Borel and Stokes Nonperturbative Phenomena in Topological String Theory and c = 1 Matrix Models

We address the nonperturbative structure of topological strings and c=1 matrix models, focusing on understanding the nature of instanton effects alongside with exploring their relation to the large-order behavior of the 1/N expansion. We consider the Gaussian, Penner and Chern-Simons matrix models, together with their holographic duals, the c=1 minimal string at self-dual radius and topological string theory on the resolved conifold. We employ Borel analysis to obtain the exact all-loop multi-instanton corrections to the free energies of the aforementioned models, and show that the leading poles in the Borel plane control the large-order behavior of perturbation theory.

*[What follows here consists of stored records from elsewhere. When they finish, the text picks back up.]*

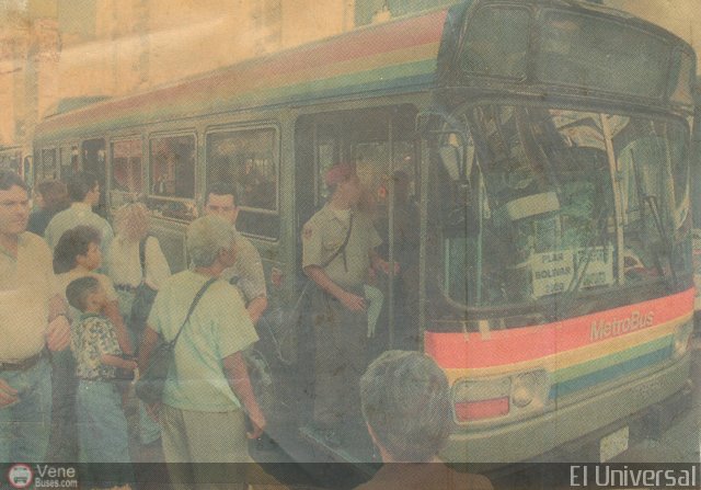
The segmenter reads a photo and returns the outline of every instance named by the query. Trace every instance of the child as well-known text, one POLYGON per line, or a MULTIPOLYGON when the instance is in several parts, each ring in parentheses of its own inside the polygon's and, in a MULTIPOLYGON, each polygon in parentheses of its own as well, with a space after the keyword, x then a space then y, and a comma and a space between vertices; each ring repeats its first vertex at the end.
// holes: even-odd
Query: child
MULTIPOLYGON (((117 293, 110 277, 95 272, 101 264, 100 232, 89 226, 77 226, 69 229, 61 236, 54 249, 54 272, 57 274, 56 278, 61 290, 65 292, 66 286, 78 277, 92 276, 100 281, 107 296, 102 314, 112 320, 122 351, 131 354, 134 351, 119 314, 117 293)), ((71 310, 73 319, 78 315, 79 311, 71 310)))
POLYGON ((129 463, 127 420, 115 375, 117 368, 136 369, 136 362, 120 357, 114 324, 102 315, 107 296, 96 277, 71 282, 66 297, 70 306, 81 311, 71 328, 79 380, 76 406, 80 461, 129 463))
MULTIPOLYGON (((57 274, 59 290, 65 295, 66 286, 78 277, 93 276, 100 281, 110 299, 102 311, 117 328, 119 346, 126 353, 131 352, 126 329, 117 306, 117 294, 105 275, 94 271, 101 264, 100 232, 88 226, 77 226, 67 230, 54 249, 54 272, 57 274), (120 332, 123 332, 120 334, 120 332)), ((80 311, 70 308, 71 319, 80 311)), ((51 356, 51 435, 48 460, 76 461, 78 441, 76 430, 76 361, 70 349, 54 353, 51 356)))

We understand the nonperturbative effects in terms of the Schwinger effect and provide a semiclassical picture in terms of eigenvalue tunneling between critical points of the multi-sheeted matrix model effective potentials. In particular, we relate instantons to Stokes phenomena via a hyperasymptotic analysis, providing a smoothing of the nonperturbative ambiguity. Our predictions for the multi-instanton expansions are confirmed within the trans-series set-up, which in the double-scaling limit describes nonperturbative corrections to the Toda equation. Finally, we provide a spacetime realization of our nonperturbative corrections in terms of toric D-brane instantons which, in the double-scaling limit, precisely match D-instanton contributions to c=1 minimal strings.